Unfortunately, the statement fails to address why or how the groups’ reservations were a threat to public safety. The groups’ rally was planned for a ballroom in a separate portion of the hotel, and they planned to invite Cantor to speak to the group and listen to their concerns. After they were removed, the protesters assembled out of the hotel’s sight range, across the street and a shopping center parking lot from where the hotel is located. Upon marching to the hotel, they appeared to comply with law enforcement requests throughout the protest. According to police, there were no arrests made during the protests.
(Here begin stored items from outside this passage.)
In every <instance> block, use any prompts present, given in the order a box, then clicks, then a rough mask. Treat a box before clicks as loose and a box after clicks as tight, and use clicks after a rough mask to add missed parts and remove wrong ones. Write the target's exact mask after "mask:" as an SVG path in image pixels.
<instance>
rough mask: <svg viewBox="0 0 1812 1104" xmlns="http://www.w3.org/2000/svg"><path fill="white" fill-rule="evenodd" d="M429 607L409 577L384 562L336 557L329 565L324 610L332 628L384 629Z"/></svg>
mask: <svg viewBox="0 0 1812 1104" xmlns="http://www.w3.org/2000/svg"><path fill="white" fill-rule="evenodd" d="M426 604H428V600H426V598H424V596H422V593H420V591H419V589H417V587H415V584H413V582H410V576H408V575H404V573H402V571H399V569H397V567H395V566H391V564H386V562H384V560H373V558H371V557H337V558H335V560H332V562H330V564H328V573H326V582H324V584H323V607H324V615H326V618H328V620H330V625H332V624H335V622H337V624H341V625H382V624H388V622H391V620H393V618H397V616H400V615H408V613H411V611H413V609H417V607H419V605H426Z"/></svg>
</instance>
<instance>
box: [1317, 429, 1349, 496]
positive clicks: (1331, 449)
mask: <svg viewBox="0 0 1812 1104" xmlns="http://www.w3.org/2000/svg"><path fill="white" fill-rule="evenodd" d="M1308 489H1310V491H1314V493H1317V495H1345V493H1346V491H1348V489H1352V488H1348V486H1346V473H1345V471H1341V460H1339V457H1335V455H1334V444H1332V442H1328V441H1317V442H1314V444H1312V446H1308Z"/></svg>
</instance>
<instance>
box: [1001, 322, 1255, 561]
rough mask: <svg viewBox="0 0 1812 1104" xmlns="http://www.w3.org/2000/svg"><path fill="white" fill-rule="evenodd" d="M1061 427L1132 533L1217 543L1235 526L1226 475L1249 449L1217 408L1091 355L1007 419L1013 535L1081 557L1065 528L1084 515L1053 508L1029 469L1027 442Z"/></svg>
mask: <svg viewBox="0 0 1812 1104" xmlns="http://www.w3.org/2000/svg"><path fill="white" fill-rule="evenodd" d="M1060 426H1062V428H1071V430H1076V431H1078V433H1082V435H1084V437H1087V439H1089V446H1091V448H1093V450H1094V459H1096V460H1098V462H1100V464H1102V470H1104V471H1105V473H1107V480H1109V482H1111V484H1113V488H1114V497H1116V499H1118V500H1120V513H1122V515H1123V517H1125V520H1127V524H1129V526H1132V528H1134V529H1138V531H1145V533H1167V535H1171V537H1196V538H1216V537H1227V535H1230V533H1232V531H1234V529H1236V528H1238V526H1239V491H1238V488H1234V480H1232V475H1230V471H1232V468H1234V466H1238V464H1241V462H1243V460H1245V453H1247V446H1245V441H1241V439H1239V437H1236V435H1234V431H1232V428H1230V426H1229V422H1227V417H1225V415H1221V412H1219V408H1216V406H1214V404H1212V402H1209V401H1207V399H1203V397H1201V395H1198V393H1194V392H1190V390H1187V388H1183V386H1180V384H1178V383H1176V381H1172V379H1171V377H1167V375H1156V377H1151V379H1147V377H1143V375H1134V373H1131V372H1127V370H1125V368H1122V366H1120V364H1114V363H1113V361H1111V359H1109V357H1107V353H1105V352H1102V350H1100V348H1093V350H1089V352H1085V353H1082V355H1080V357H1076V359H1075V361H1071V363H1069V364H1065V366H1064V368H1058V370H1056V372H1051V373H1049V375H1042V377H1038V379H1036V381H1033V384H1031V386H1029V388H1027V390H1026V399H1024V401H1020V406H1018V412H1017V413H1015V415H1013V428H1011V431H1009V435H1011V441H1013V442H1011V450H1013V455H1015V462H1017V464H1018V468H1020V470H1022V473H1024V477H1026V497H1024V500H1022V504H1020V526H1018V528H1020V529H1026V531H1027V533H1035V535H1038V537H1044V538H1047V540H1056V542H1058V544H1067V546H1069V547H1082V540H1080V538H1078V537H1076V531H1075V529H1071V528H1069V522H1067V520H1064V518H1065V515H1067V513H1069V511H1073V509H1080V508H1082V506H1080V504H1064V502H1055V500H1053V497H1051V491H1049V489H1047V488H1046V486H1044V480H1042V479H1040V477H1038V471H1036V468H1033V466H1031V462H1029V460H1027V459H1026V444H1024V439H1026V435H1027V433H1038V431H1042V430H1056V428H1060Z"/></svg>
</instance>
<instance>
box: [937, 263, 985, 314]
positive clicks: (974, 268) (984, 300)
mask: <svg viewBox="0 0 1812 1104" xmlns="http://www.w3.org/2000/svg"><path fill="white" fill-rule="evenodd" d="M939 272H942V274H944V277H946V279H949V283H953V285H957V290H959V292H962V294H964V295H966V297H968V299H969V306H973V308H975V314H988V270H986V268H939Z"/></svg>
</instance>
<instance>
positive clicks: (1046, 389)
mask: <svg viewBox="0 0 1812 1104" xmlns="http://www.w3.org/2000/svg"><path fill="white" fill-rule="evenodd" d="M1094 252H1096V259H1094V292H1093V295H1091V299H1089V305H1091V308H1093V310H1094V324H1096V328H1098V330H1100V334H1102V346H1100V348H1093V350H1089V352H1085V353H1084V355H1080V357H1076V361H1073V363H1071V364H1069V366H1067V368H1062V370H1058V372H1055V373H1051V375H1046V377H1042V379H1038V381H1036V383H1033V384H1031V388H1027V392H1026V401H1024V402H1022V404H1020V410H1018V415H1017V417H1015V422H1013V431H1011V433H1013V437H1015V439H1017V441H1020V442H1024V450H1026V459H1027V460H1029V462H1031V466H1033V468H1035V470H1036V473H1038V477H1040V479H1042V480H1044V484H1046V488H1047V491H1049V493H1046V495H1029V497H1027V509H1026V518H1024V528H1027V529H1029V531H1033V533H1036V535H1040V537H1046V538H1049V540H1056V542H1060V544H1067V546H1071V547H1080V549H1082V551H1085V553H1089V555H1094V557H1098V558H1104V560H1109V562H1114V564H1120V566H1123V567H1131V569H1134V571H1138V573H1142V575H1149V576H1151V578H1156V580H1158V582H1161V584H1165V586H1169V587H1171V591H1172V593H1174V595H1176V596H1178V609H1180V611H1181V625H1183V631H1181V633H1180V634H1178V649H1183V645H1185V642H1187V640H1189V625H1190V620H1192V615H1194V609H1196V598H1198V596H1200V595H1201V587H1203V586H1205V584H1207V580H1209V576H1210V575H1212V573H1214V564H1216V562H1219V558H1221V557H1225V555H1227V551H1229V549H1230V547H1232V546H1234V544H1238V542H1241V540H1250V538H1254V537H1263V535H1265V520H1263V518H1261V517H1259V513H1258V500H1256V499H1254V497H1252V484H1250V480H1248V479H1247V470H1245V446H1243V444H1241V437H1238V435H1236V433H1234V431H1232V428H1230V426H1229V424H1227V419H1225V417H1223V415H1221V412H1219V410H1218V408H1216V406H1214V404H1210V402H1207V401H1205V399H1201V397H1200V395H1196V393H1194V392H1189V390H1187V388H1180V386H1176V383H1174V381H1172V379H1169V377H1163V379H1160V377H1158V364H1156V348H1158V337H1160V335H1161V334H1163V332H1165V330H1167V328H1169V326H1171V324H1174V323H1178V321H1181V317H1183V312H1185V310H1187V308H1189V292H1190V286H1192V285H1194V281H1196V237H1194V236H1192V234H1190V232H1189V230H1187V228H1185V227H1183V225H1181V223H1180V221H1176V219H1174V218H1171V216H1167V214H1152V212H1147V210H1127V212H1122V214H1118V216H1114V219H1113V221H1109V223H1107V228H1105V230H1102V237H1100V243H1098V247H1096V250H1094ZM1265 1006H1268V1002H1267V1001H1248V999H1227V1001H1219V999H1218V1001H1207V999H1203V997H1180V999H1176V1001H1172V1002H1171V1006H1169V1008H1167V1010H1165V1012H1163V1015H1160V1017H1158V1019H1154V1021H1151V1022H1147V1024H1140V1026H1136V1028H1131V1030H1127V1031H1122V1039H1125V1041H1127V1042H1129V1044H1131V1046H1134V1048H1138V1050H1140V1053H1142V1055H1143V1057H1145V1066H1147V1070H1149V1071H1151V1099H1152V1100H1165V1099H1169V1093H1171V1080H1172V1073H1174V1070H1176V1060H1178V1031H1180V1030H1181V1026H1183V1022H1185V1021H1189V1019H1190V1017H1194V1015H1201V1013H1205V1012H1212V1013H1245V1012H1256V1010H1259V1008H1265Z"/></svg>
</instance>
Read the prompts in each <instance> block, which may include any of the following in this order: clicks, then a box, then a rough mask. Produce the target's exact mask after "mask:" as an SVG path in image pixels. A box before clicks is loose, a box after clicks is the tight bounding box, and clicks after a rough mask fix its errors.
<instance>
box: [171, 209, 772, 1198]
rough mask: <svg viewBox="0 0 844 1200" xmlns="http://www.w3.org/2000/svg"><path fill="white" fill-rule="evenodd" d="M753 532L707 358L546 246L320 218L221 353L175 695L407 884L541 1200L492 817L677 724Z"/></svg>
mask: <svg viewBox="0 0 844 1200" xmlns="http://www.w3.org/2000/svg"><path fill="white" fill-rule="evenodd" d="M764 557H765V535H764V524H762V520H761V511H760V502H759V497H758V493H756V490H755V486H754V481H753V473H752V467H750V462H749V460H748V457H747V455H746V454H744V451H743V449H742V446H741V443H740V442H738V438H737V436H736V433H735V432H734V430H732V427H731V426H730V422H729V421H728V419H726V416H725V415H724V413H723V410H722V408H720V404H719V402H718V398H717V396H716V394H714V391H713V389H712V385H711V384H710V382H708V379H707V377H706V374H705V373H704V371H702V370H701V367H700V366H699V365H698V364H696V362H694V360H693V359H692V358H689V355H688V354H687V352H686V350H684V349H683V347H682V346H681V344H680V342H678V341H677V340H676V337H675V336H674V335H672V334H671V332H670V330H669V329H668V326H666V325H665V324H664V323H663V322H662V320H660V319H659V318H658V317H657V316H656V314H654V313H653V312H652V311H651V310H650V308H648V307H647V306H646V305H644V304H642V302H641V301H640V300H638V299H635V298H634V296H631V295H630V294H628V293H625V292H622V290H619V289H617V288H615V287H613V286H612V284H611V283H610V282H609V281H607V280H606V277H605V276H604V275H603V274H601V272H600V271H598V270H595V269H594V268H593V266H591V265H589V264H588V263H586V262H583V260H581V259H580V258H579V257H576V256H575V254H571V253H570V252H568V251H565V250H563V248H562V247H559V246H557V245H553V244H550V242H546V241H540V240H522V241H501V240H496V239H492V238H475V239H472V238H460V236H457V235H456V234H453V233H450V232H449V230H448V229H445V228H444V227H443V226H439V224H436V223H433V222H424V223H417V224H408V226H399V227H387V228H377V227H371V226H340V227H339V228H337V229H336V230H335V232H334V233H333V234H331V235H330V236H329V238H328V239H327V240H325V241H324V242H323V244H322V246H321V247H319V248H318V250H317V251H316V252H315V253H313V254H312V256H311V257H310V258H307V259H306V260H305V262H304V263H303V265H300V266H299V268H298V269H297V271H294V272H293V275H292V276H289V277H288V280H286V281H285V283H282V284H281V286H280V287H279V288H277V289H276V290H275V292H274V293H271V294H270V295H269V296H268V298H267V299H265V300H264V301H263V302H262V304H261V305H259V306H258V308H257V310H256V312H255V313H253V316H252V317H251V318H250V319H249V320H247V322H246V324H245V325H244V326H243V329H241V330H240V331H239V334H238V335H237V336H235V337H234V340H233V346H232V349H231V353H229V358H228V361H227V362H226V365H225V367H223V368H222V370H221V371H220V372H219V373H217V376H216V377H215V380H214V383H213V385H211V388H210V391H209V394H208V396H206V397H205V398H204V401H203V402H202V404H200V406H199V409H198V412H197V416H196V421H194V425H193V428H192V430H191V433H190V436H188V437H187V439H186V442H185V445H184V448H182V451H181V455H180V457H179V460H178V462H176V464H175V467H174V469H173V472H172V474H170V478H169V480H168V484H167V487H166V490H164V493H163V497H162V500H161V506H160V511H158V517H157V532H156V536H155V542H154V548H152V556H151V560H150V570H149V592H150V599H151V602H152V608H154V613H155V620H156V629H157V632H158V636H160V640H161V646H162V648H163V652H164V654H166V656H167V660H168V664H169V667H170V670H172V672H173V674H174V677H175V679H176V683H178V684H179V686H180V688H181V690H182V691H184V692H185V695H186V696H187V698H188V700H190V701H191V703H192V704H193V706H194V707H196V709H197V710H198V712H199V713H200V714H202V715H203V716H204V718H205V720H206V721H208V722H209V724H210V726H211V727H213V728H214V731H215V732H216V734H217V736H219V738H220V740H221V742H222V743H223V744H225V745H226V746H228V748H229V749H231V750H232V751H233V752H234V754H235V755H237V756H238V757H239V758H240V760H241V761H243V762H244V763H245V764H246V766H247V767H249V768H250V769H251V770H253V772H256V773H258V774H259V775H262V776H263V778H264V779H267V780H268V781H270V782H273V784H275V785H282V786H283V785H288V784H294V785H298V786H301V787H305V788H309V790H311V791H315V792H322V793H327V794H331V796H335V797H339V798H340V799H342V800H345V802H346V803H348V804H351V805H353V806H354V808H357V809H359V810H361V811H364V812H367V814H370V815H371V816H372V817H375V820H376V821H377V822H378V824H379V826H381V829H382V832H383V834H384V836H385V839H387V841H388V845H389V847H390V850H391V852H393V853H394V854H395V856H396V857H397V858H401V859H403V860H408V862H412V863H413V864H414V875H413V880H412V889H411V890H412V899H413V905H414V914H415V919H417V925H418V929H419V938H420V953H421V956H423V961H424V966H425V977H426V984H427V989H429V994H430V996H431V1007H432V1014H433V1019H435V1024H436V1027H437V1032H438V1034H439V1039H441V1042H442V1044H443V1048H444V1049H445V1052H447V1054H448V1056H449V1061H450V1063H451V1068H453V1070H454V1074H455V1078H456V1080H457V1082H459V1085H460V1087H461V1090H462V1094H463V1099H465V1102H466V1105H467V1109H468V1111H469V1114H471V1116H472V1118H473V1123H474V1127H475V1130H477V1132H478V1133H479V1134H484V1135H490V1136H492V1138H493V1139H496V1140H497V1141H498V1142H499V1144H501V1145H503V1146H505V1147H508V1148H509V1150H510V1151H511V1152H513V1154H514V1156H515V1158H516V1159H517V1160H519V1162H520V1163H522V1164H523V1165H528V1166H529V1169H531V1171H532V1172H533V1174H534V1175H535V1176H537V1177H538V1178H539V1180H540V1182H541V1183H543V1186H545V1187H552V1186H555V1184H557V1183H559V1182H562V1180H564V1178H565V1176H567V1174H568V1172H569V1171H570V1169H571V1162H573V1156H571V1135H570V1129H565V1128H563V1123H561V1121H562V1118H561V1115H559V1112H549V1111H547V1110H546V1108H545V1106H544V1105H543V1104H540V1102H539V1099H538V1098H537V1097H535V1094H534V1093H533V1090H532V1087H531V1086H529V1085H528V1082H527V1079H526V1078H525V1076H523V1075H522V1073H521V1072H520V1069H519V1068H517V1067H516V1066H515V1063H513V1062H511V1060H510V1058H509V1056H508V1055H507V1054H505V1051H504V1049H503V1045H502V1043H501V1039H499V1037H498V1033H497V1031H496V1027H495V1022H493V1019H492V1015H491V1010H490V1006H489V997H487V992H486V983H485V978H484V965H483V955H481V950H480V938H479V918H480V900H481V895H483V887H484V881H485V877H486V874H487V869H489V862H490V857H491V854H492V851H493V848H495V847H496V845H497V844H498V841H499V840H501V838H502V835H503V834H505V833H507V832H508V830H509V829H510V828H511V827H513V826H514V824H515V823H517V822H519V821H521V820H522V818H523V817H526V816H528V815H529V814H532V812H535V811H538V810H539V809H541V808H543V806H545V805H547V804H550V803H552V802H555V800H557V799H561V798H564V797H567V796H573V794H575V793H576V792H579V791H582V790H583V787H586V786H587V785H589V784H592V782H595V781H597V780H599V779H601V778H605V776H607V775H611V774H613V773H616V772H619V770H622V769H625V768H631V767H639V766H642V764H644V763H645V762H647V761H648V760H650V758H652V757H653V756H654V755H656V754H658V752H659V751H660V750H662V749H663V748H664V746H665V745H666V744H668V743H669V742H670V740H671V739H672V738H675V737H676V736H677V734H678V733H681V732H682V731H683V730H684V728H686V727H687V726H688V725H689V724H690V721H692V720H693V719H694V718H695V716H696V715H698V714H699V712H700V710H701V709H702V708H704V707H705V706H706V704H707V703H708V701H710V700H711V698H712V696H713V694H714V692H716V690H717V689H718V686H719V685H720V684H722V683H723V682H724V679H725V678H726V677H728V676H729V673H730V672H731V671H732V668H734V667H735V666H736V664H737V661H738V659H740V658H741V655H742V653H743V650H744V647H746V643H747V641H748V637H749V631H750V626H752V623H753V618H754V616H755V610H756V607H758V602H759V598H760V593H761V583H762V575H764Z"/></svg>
When ThinkProgress asked IHG to comment further on how the protesters were a safety threat, whether it had heard specific claims from employees or guests concerning their safety, or whether it had spoken with Cantor’s office or campaign before removing the protesters, the company declined to comment, saying only, “At this time, this is the extent of the information we are able to provide. All further questions should be directed to the Chesterfield County Police Department.”